On Mar 14, 2012, at 11:14 AM, Manuel Klimek wrote:
> On Wed, Mar 14, 2012 at 7:05 PM, Douglas Gregor <[email protected]> wrote:
>>
>> On Mar 14, 2012, at 8:35 AM, Manuel Klimek wrote:
>>
>>> Hi Doug,
>>>
>>> first, a big thank you for finding the time to review. I completely
>>> agree with everything you write. Especially getting the tooling
>>> infrastructure into a more non-cmake centric shape is something that
>>> was already high on the TODO list, but I didn't want to make further
>>> changes before getting first feedback, because I figured reviewing
>>> something that still constantly changes is no fun for you ... Which
>>> brings me to a central question - which of the changes would you want
>>> to see finished before getting a first version in? Especially making
>>> the command line handling more orthogonal is something I'd like to do
>>> in lock-step with our google-internal build system handling (which is
>>> not cmake), and thus I think would be a great use case to make sure we
>>> don't miss anything. Of course I totally understand if you're not
>>> comfortable checking in the current design, and I guess that assuring
>>> you that getting the tooling infrastructure into a shape that the
>>> community is happy with is my top priority might not help here ;) On
>>> the other hand, for various reasons iterating inside the repository
>>> would make me quite a bit more productive, so I'll still ask :)
>>
>> I'd like to see ClangTool split into CompilationDatabase and Tool (or
>> whatever they're called) before it goes in, because I don't like committing
>> something with an architecture that we know will change.
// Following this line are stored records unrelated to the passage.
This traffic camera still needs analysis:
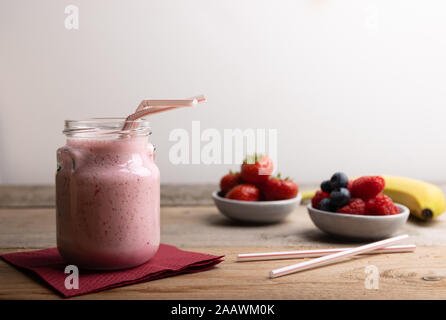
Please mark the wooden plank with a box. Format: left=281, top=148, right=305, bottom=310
left=0, top=247, right=446, bottom=300
left=0, top=206, right=446, bottom=248
left=0, top=206, right=446, bottom=299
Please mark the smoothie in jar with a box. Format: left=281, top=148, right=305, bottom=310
left=56, top=119, right=160, bottom=269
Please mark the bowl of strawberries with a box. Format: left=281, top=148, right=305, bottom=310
left=212, top=154, right=301, bottom=224
left=307, top=172, right=409, bottom=240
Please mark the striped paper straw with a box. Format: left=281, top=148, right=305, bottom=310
left=269, top=234, right=409, bottom=278
left=237, top=244, right=417, bottom=262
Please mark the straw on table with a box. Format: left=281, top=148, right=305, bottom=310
left=269, top=234, right=409, bottom=278
left=237, top=244, right=417, bottom=262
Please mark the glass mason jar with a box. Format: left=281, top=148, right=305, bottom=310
left=56, top=118, right=160, bottom=270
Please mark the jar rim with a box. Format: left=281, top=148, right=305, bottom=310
left=63, top=117, right=152, bottom=138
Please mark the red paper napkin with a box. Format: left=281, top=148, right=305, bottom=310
left=0, top=244, right=223, bottom=297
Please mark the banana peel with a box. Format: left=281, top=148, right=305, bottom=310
left=382, top=175, right=446, bottom=220
left=302, top=175, right=446, bottom=221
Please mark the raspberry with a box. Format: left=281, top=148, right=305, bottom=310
left=365, top=193, right=399, bottom=216
left=336, top=198, right=365, bottom=214
left=311, top=190, right=330, bottom=209
left=351, top=176, right=386, bottom=201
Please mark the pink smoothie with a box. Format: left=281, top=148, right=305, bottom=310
left=56, top=137, right=160, bottom=269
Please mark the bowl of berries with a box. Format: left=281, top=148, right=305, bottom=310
left=307, top=172, right=409, bottom=240
left=212, top=154, right=301, bottom=224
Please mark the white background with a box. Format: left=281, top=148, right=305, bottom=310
left=0, top=0, right=446, bottom=184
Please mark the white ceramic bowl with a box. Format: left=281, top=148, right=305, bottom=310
left=212, top=191, right=302, bottom=223
left=307, top=203, right=409, bottom=240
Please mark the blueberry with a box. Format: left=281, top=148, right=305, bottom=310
left=330, top=172, right=348, bottom=190
left=330, top=188, right=350, bottom=208
left=317, top=198, right=331, bottom=211
left=321, top=180, right=333, bottom=193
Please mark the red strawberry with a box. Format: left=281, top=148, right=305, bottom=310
left=347, top=180, right=353, bottom=193
left=351, top=176, right=386, bottom=201
left=225, top=184, right=260, bottom=201
left=365, top=193, right=399, bottom=216
left=241, top=154, right=274, bottom=184
left=336, top=198, right=365, bottom=214
left=311, top=190, right=330, bottom=209
left=220, top=171, right=242, bottom=194
left=261, top=174, right=299, bottom=200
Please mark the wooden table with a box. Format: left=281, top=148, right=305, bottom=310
left=0, top=206, right=446, bottom=299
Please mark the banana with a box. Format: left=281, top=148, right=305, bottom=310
left=382, top=175, right=446, bottom=220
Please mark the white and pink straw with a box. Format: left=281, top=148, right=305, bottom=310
left=237, top=244, right=417, bottom=262
left=269, top=234, right=409, bottom=278
left=122, top=95, right=206, bottom=130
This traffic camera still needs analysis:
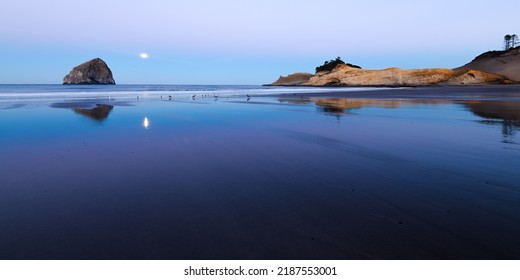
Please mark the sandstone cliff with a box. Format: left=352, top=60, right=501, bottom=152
left=63, top=58, right=116, bottom=85
left=456, top=47, right=520, bottom=82
left=271, top=73, right=314, bottom=86
left=272, top=64, right=510, bottom=87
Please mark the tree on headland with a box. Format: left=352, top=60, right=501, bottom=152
left=504, top=34, right=518, bottom=51
left=316, top=56, right=361, bottom=73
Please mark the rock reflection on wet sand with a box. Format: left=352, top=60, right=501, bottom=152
left=0, top=92, right=520, bottom=259
left=74, top=104, right=114, bottom=121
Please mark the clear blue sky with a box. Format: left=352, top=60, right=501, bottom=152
left=0, top=0, right=520, bottom=84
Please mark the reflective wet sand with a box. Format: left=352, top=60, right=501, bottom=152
left=0, top=89, right=520, bottom=259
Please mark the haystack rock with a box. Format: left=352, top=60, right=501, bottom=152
left=456, top=47, right=520, bottom=82
left=63, top=58, right=116, bottom=85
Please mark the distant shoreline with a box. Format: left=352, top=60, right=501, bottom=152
left=262, top=84, right=520, bottom=100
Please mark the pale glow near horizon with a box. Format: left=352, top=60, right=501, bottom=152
left=0, top=0, right=520, bottom=84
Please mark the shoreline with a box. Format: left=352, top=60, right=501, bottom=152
left=259, top=85, right=520, bottom=100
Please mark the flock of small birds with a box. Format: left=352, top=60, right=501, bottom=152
left=107, top=94, right=251, bottom=101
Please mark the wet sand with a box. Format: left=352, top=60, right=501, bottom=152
left=0, top=86, right=520, bottom=259
left=266, top=85, right=520, bottom=100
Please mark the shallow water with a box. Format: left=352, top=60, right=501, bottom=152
left=0, top=87, right=520, bottom=259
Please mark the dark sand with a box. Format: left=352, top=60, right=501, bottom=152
left=0, top=86, right=520, bottom=259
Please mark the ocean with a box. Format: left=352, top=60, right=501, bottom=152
left=0, top=85, right=520, bottom=259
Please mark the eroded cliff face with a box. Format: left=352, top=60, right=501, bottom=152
left=63, top=58, right=116, bottom=85
left=272, top=65, right=511, bottom=87
left=271, top=73, right=314, bottom=86
left=456, top=47, right=520, bottom=82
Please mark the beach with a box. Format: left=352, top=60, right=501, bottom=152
left=0, top=85, right=520, bottom=260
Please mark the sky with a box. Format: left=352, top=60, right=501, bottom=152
left=0, top=0, right=520, bottom=85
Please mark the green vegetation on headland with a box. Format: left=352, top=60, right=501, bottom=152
left=316, top=56, right=361, bottom=73
left=270, top=34, right=520, bottom=87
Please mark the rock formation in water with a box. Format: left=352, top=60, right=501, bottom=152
left=455, top=47, right=520, bottom=82
left=63, top=58, right=116, bottom=85
left=74, top=104, right=114, bottom=121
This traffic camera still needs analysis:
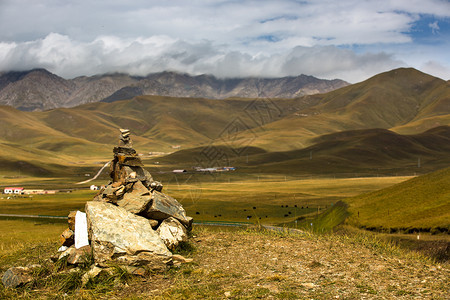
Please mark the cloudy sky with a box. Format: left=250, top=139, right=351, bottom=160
left=0, top=0, right=450, bottom=83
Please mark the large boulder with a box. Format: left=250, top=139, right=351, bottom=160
left=142, top=191, right=193, bottom=228
left=85, top=201, right=172, bottom=269
left=156, top=217, right=188, bottom=250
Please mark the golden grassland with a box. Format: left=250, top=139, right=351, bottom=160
left=0, top=226, right=450, bottom=299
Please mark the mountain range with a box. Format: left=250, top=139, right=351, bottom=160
left=0, top=68, right=450, bottom=175
left=0, top=69, right=348, bottom=111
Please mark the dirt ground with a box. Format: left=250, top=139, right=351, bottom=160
left=103, top=230, right=450, bottom=299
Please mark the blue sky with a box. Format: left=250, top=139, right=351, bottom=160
left=0, top=0, right=450, bottom=83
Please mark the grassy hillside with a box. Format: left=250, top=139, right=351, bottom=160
left=0, top=69, right=450, bottom=174
left=346, top=168, right=450, bottom=231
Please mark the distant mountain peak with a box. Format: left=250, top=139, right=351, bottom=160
left=0, top=68, right=348, bottom=111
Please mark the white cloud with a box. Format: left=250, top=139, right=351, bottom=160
left=428, top=21, right=440, bottom=34
left=0, top=0, right=450, bottom=82
left=0, top=33, right=408, bottom=82
left=420, top=60, right=450, bottom=80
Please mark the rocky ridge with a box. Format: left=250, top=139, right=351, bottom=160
left=0, top=69, right=348, bottom=111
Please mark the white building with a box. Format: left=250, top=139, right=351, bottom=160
left=3, top=187, right=23, bottom=195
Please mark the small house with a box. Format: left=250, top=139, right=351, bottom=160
left=3, top=187, right=23, bottom=195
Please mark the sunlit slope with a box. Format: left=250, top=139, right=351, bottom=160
left=150, top=126, right=450, bottom=176
left=234, top=68, right=450, bottom=150
left=346, top=168, right=450, bottom=230
left=0, top=69, right=450, bottom=173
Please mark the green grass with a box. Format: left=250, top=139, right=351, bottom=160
left=345, top=168, right=450, bottom=231
left=0, top=218, right=67, bottom=257
left=0, top=190, right=96, bottom=216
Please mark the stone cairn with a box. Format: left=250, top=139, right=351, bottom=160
left=2, top=129, right=193, bottom=287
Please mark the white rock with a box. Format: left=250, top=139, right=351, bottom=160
left=86, top=201, right=172, bottom=269
left=156, top=217, right=188, bottom=250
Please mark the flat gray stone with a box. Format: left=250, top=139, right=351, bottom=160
left=156, top=217, right=188, bottom=250
left=143, top=191, right=192, bottom=228
left=85, top=201, right=172, bottom=269
left=117, top=181, right=152, bottom=214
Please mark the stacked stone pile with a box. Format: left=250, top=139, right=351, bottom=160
left=61, top=129, right=193, bottom=269
left=3, top=129, right=193, bottom=286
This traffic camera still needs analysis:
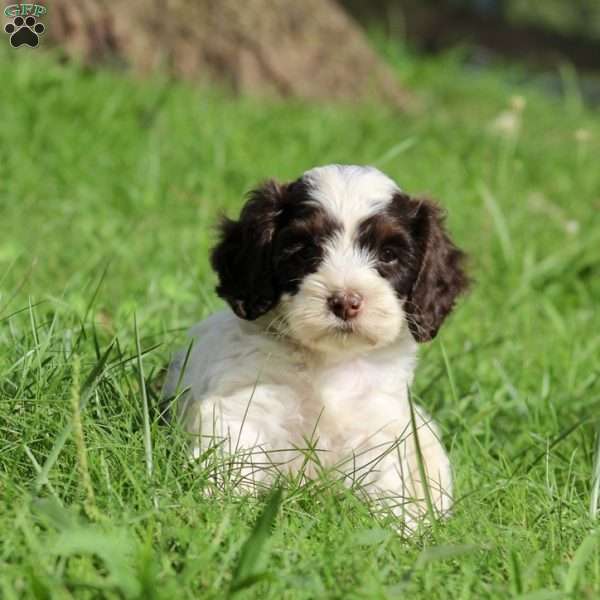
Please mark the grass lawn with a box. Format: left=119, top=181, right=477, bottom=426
left=0, top=41, right=600, bottom=600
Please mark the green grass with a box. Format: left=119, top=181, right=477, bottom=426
left=0, top=39, right=600, bottom=600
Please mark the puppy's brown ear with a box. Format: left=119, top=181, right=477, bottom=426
left=405, top=199, right=469, bottom=342
left=211, top=181, right=285, bottom=321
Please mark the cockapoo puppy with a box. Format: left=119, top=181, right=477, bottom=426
left=164, top=165, right=467, bottom=527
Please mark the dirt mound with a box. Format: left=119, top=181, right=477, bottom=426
left=46, top=0, right=409, bottom=108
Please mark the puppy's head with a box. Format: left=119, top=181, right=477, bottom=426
left=212, top=165, right=467, bottom=353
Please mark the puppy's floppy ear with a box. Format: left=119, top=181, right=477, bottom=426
left=211, top=181, right=285, bottom=321
left=405, top=199, right=469, bottom=342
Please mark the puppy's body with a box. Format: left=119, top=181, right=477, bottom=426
left=165, top=166, right=466, bottom=522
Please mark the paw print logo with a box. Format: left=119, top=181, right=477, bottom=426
left=4, top=15, right=46, bottom=48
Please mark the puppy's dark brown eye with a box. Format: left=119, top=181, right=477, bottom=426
left=379, top=246, right=398, bottom=264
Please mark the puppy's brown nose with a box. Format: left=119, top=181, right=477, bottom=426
left=327, top=292, right=363, bottom=321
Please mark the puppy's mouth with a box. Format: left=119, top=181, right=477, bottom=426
left=317, top=319, right=377, bottom=346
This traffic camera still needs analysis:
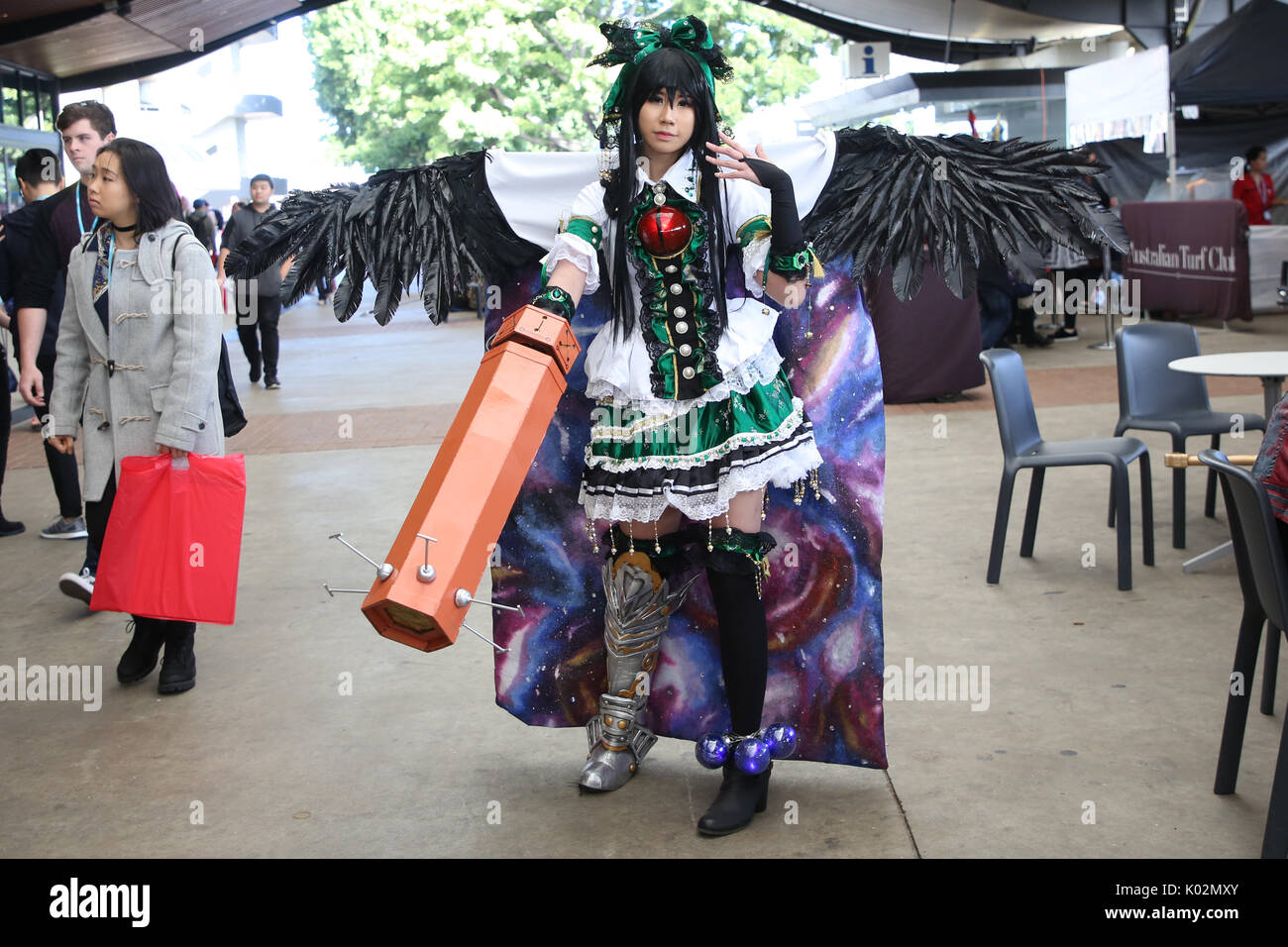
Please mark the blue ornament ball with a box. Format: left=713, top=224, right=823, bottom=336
left=765, top=723, right=796, bottom=760
left=733, top=737, right=770, bottom=775
left=693, top=733, right=733, bottom=770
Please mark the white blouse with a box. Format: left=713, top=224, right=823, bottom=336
left=542, top=153, right=783, bottom=415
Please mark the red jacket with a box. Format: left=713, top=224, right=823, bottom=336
left=1234, top=174, right=1275, bottom=224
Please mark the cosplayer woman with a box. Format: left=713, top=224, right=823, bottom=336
left=533, top=17, right=821, bottom=835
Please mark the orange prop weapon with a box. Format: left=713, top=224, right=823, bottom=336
left=327, top=305, right=581, bottom=651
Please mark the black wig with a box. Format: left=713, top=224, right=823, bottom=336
left=604, top=47, right=728, bottom=338
left=98, top=138, right=183, bottom=236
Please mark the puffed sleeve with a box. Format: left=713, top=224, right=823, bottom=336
left=541, top=181, right=608, bottom=296
left=724, top=177, right=770, bottom=297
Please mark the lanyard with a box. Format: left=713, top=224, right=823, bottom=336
left=1253, top=174, right=1267, bottom=209
left=76, top=180, right=98, bottom=235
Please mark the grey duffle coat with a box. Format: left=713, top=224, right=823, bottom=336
left=46, top=219, right=224, bottom=501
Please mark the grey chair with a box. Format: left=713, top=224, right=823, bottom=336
left=979, top=349, right=1154, bottom=591
left=1109, top=322, right=1266, bottom=549
left=1199, top=450, right=1288, bottom=858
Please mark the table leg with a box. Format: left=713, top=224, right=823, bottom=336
left=1181, top=374, right=1284, bottom=573
left=1181, top=540, right=1234, bottom=573
left=1261, top=374, right=1284, bottom=424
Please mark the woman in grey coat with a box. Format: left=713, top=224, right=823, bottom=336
left=46, top=138, right=224, bottom=693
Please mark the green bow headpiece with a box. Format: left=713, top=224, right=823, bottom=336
left=590, top=17, right=733, bottom=121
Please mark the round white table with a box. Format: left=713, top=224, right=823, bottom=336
left=1167, top=352, right=1288, bottom=573
left=1167, top=352, right=1288, bottom=424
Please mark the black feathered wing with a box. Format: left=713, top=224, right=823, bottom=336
left=224, top=151, right=545, bottom=325
left=803, top=125, right=1127, bottom=300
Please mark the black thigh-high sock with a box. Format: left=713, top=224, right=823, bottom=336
left=707, top=569, right=769, bottom=734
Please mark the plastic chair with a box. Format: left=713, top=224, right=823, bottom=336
left=1199, top=450, right=1288, bottom=858
left=979, top=349, right=1154, bottom=591
left=1109, top=322, right=1266, bottom=549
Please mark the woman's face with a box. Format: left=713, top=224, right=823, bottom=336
left=635, top=89, right=697, bottom=165
left=89, top=151, right=139, bottom=227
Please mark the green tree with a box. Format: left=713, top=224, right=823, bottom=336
left=304, top=0, right=832, bottom=168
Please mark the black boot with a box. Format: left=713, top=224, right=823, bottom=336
left=116, top=618, right=164, bottom=684
left=158, top=621, right=197, bottom=693
left=698, top=759, right=774, bottom=835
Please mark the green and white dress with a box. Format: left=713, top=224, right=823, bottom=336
left=545, top=153, right=823, bottom=522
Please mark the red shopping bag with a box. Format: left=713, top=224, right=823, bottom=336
left=89, top=454, right=246, bottom=625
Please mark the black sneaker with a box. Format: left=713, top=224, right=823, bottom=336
left=158, top=627, right=197, bottom=693
left=58, top=567, right=94, bottom=604
left=40, top=517, right=89, bottom=540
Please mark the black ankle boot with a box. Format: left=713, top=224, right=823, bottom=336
left=116, top=618, right=164, bottom=684
left=158, top=624, right=197, bottom=693
left=698, top=759, right=774, bottom=835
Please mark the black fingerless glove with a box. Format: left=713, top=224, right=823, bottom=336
left=743, top=158, right=808, bottom=279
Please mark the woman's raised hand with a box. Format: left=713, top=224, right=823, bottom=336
left=707, top=132, right=772, bottom=187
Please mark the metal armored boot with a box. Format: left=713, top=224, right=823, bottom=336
left=580, top=536, right=697, bottom=792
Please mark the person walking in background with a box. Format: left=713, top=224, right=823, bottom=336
left=14, top=100, right=116, bottom=604
left=1233, top=145, right=1288, bottom=227
left=187, top=197, right=215, bottom=265
left=219, top=174, right=290, bottom=390
left=47, top=138, right=224, bottom=693
left=1047, top=152, right=1118, bottom=342
left=0, top=149, right=71, bottom=536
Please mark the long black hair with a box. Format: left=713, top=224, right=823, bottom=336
left=604, top=47, right=728, bottom=338
left=98, top=138, right=183, bottom=236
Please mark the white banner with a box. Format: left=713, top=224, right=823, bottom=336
left=1064, top=47, right=1171, bottom=152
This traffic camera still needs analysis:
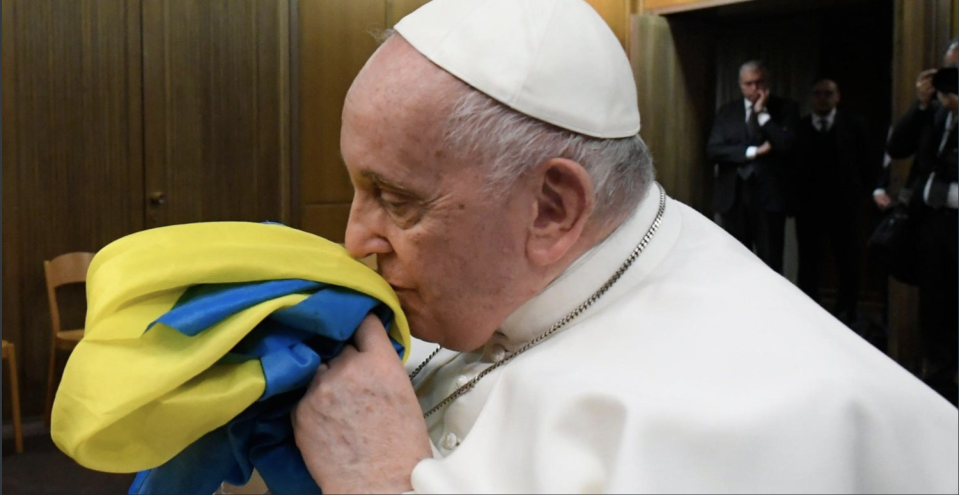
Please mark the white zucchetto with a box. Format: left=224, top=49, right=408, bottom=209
left=396, top=0, right=639, bottom=138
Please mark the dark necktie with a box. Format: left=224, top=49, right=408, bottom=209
left=926, top=122, right=956, bottom=208
left=736, top=110, right=762, bottom=180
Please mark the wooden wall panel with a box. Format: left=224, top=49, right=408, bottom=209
left=143, top=0, right=289, bottom=226
left=296, top=0, right=390, bottom=240
left=2, top=0, right=23, bottom=418
left=586, top=0, right=630, bottom=48
left=637, top=0, right=753, bottom=14
left=629, top=15, right=713, bottom=215
left=301, top=203, right=350, bottom=243
left=3, top=0, right=143, bottom=416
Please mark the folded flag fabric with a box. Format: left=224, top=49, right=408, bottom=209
left=51, top=222, right=410, bottom=493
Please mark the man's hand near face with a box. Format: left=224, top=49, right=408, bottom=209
left=753, top=88, right=769, bottom=114
left=292, top=316, right=432, bottom=493
left=916, top=69, right=936, bottom=110
left=756, top=141, right=773, bottom=156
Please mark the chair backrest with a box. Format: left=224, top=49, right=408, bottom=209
left=43, top=253, right=94, bottom=335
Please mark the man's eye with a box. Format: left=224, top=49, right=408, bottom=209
left=380, top=192, right=409, bottom=210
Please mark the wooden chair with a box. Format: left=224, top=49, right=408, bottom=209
left=3, top=340, right=23, bottom=454
left=43, top=253, right=94, bottom=426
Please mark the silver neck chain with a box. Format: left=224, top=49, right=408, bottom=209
left=410, top=184, right=666, bottom=419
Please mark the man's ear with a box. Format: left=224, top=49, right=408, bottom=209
left=526, top=158, right=595, bottom=266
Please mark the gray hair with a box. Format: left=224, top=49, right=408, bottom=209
left=443, top=84, right=655, bottom=222
left=739, top=60, right=769, bottom=79
left=372, top=25, right=656, bottom=222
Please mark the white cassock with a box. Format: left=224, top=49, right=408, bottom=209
left=409, top=187, right=959, bottom=493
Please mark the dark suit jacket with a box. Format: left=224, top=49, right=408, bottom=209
left=793, top=110, right=882, bottom=210
left=706, top=96, right=799, bottom=213
left=880, top=101, right=957, bottom=208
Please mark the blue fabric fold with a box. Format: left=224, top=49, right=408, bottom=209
left=129, top=280, right=403, bottom=495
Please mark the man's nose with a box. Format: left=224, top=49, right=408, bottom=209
left=346, top=198, right=392, bottom=259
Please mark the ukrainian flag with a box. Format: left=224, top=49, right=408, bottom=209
left=51, top=222, right=410, bottom=493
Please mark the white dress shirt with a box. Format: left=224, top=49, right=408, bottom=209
left=922, top=113, right=959, bottom=208
left=743, top=98, right=772, bottom=160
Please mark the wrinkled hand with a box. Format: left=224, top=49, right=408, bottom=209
left=292, top=316, right=432, bottom=493
left=916, top=69, right=936, bottom=110
left=756, top=141, right=773, bottom=156
left=872, top=193, right=892, bottom=210
left=753, top=88, right=769, bottom=115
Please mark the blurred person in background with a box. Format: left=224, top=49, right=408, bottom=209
left=874, top=39, right=959, bottom=404
left=796, top=79, right=881, bottom=324
left=706, top=60, right=799, bottom=273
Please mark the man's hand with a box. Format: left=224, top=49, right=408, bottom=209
left=916, top=69, right=936, bottom=110
left=756, top=141, right=773, bottom=156
left=872, top=193, right=892, bottom=210
left=292, top=316, right=433, bottom=493
left=753, top=88, right=769, bottom=115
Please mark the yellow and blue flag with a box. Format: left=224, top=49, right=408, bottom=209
left=51, top=222, right=410, bottom=493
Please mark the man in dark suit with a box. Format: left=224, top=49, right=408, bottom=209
left=796, top=79, right=881, bottom=324
left=706, top=61, right=799, bottom=273
left=877, top=40, right=959, bottom=404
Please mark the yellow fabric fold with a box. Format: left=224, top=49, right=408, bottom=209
left=51, top=222, right=410, bottom=472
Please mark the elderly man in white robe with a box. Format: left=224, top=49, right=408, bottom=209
left=293, top=0, right=959, bottom=493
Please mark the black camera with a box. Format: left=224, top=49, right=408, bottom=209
left=932, top=67, right=959, bottom=94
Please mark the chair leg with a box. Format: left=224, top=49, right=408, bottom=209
left=7, top=345, right=23, bottom=454
left=43, top=341, right=57, bottom=428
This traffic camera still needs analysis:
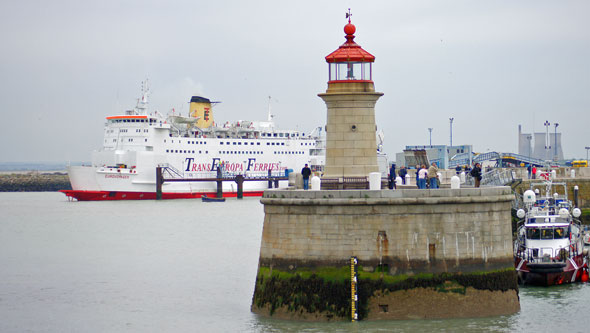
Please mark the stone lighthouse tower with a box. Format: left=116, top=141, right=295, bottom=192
left=318, top=14, right=383, bottom=178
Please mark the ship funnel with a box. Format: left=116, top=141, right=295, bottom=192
left=189, top=96, right=213, bottom=128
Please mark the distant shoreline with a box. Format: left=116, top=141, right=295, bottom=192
left=0, top=170, right=72, bottom=192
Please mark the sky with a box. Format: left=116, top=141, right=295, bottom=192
left=0, top=0, right=590, bottom=162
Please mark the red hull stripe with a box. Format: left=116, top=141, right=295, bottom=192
left=60, top=190, right=264, bottom=201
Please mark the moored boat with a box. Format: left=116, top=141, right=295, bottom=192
left=61, top=83, right=387, bottom=201
left=514, top=180, right=588, bottom=286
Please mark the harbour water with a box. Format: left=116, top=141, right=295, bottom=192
left=0, top=193, right=590, bottom=332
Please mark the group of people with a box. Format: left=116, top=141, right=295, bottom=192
left=301, top=162, right=486, bottom=190
left=416, top=162, right=440, bottom=189
left=388, top=162, right=482, bottom=189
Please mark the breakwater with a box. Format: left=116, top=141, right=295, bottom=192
left=0, top=172, right=72, bottom=192
left=252, top=187, right=520, bottom=320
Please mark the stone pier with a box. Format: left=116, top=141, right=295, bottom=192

Anything else
>> (-fcompilation-database, simple compilation database, convenience functions,
>> change from FrontendActionFactory to function object) can go in later.
>>
>>> Some more comments inline...
>>>
>>> On Wed, Mar 14, 2012 at 1:35 PM, Douglas Gregor <[email protected]> wrote:
>>>> Hi Manuel,
>>>>
>>>> I finally found some free cycles to dig into this.
>>>>
>>>> I love the functionality provided by the tooling infrastructure, and it's
>>>> really nice to be able to easily create a single process that churns
>>>> through all of the translation units in a program to perform some
>>>> analysis/refactoring/whatever. There are also some little gems hidden in
>>>> here (such as being able to easily syntax-check code supplied by a string).
>>>>
>>>> My major concern with the tooling patch is that it's tailored for the case
>>>> of building tools that run over the JSON database emitted by CMake. It's
>>>> great to make that case work smoothly, but the tooling infrastructure as
>>>> presented does not adequately support users who aren't already using
>>>> CMake. That immediately eliminates the vast majority of potential users of
>>>> the tooling infrastructure, because while CMake is popular, it's nowhere
>>>> near dominant, and the barrier to entry for switching one's project over
>>>> to CMake is quite possibly higher than the barrier to entry for building a
>>>> tool w/o the tooling infrastructure that will work on non-CMake projects.
>>>>
>>>> I suggest a more general architecture that separates out the "program
>>>> build" database from the code that parses code and runs the action on that
>>>> code. To be a bit more concrete, I'm suggesting splitting ClangTool into
>>>> two subsystems:
>>>>
>>>> - An abstract class CompilationDatabase that allows one to iterate
>>>> over the CompileCommands that went into a particular build (or apply some
>>>> function object to each CompileCommand), along with:
>>>> - A subclass JSONCompilationDatabase that retrieves
>>>> CompileCommands from the JSON output produced by CMake
>>>> - A subclass SimpleCompilationDatabase where one
>>>> programmatically adds CompileCommands
>>>> - Note: it should be possible for us to create additional
>>>> compilation database kinds, e.g., by parsing makefiles directly
>>>> - A function that makes it easy to take argc/argv an
>>>> interpret it either as a use of JSONCompilationDatabase or
>>>> SimpleCompilationDatabase. This should make it easy to create a unified
>>>> command-line interface to Tooling-based Clang tools, so it's easy for end
>>>> users to run different tools on their projects
>>>> - A function that writes a CompilationDatabase in JSON
>>>> format, so that it can be loaded again. (Not immediately critical, but
>>>> useful nonetheless)
>>>>
>>>> - A class ("Tooling"? "Tool"?) that encapsulates the environment in
>>>> which the tool will be executed along with the ability to actually do the
>>>> execution, e.g.,
>>>> - mapVirtualFiles, as in ClangTool
>>>> - a run function that runs a single CompileCommand with a
>>>> frontend action factory
>>>> - a run function that runs every CompileCommand in the
>>>> given program database with a frontend action factory
>>>> - a run function that compiles a given code string (+
>>>> command-line options, presumably) with a frontend action factory, like
>>>> runSyntaxOnlyToolOnCode does
>>>
>>> I'm not sure I understand this correctly - compiling a given code
>>> string is done by mapping it in as a virtual file with a specific name
>>> and adding some special command default command line arguments.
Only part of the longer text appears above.